Kappa FuturFestival, o maior festival open air de música eletrônica da Itália, confirma sua aura de farol cultural: a programação completa da XIII edição acontece de 3 a 5 de julho no Parco Dora, em Turim, reunindo mais de 120 artistas de prestígio mundial. A divulgação final da lineup consolida um roteiro sonoro que funciona como espelho do nosso tempo — uma curadoria que dialoga entre tradição e vanguarda, memória e futuro.
Depois dos primeiros nomes revelados em dezembro, a segunda leva reforçou a identidade internacional do evento, apostando nos back-to-back (B2B) como espaços de experimentação e de diálogo artístico. Com a terceira e última tranche de anúncios, o festival completa um cartaz eclético, pensado para atender gostos diversos e para mapear as múltiplas camadas da música eletrônica contemporânea.
Entre as presenças mais aguardadas estão nomes que representam diferentes genealogias do eletrônico: Chris Lake, a energia pop-club britânica; Maceo Plex, que mistura a herança Detroit com texturas mais sombrias; Solomun, figura central dos grandes palcos; e Seth Troxler, curador e agitador da cena house/techno. Há também a promessa de potência em um back-to-back envolvendo Fatima Hajji, uma colisão sonora pensada para empurrar limites.

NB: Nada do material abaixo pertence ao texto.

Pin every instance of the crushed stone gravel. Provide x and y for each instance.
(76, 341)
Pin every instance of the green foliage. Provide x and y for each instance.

Do Reino Unido, chega Sammy Virji, ligado à renovação do UK Garage, enquanto Max Cooper LIVE AV propõe um encontro entre eletrônica experimental e techno em performance audiovisual. A ligação com a história está representada por pioneiros como Lil Louis e por artistas multidisciplinares como Agoria, que desafiam fronteiras entre techno e experimentação francesa.
O festival não esquece as novas frentes: a fusão entre bass-music e referências africanas de Mia Koden, a explosividade de Jazzy e o som profundo de Chez Damier — guardiões de estéticas e genealogias distintas. Na linha das pesquisas sonoras sofisticadas, John Talabot e o tão aguardado B2B entre Jane Fitz e Rhadoo prometem pontes entre hipnose e técnica pura.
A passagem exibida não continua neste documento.